Je tourne. Pas de mur. J’avance. Il me pilote pendant quelques minutes. Une dizaine peut-être. Sans mauvaise surprise. Mais il a repris un verre et encore un autre.

– Oh, les gars, je commence à plus voir clair, ahahaha. Hey, hey monsieur, faudrait que vous tanguiez en marchant. Si vous tanguiez, comme je tangue aussi, ça s’annulerait peut-être.

– Mais c’est ridicule. C’est

– Vous voulez arriver à l’heure ?

Alors je marche en tanguant. Je tangue, de droite à gauche, de gauche à droite, je tangue à l’extérieur, je tangue à l’intérieur. Combien de temps avant d’arriver à mon rendez-vous ?

– Non mais finalement c’est pire, faudrait que vous tanguiez en avant puis en arrière.
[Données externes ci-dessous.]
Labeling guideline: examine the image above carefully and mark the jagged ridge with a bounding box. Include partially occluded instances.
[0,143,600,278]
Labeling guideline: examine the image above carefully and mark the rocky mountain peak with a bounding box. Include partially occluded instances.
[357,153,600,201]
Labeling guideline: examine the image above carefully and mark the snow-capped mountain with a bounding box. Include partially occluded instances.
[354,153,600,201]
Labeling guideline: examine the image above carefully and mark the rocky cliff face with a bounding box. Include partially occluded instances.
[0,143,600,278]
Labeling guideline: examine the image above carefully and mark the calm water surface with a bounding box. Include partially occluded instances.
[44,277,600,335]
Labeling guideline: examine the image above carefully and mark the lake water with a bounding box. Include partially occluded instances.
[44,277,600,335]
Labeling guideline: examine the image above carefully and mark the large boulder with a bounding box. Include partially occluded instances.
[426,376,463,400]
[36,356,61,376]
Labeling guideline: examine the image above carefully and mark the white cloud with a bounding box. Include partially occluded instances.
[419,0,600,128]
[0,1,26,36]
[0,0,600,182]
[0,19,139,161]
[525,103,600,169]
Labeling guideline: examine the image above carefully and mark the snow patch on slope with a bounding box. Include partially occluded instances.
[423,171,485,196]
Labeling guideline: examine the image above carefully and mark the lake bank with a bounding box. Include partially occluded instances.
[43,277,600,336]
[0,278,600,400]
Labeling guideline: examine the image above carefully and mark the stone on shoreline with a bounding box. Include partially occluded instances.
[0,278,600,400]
Oui, ce serait bien.

Alors je bascule en avant, en arrière.

– Dix points les gars, dix points.

J’entends des voix derrières « Allez, à moi. »

– Monsieur, vous pouvez courir ? Oui, faut courir hein allez.

Courir, pour un aveugle est une expérience compliquée. En confiance, les sensations sont décuplées, c’est incroyablement agréable. Quand la confiance est là, car autrement, le plaisir devient supplice. Je ne peux pas courir guidé par ces abrutis. Je voudrais négocier mais je connais déjà leur réponse. Alors je me mets à courir. Autant pour les fuir que pour en finir.

Pendant les 15 minutes qui suivent, je cours et me cognent dans une dizaine de personnes, je tombe deux fois, me prend trois murs. Mais je dois atteindre mon bureau de gestion du chômage. Alors je ne dis rien. Je cours, je serre les poings, je ravale ma haine, mon amertume.

– Et voilà monsieur, on est arrivé. Il est 16h35, vous êtes à l’heure. Qu’est-ce qu’on dit ?

– Allez bien vous faire enculer bande de salopards.

Je demande à une personne de me montrer la porte du bureau du chômage.

– Oh c’est pas très poli, entends-je.

Mais je m’en fous. Je ne leur dois rien.

J’entre dans le bureau et j’entends à nouveau :

– Pas poli du tout.

Mais le son ne vient plus de mes écouteurs. Il vient de la pièce où je me trouve.

– On donne des coups de mains, enfin des coups d’yeux, et c’est comme ça que vous nous remerciez ?

Le connard se trouve à deux mètres de moi maximum. Je me tourne, cherche à courir et hurler en même temps. Je me cogne dans une porte. Piégé. Comme un rat. La voix reprend :

– Détends-toi, tous tes problèmes de thunes viennent de disparaître.

Comment ai-je pu me faire avoir ? Je croyais à des abrutis.

– On est obligé de jouer aux gros cons bourrés. On vit dans un monde tellement pourri que si on file un coup de main, comme ça, pour aider, les gens se méfient. Tu te rends compte ?

Et mon putain de GPS qui n’a rien vu. Piraté.

– Tu sais que les aveugles ça court plus les rues ? Si je puis dire. Tu me croiras si tu veux, mais y-a tout un tas de gens que ça excite vachement. D’avoir un aveugle à leur botte. Enfin, je te dévoile pas la fin du film, tu la connaîtras bien assez tôt, vu que t’es l’acteur principal.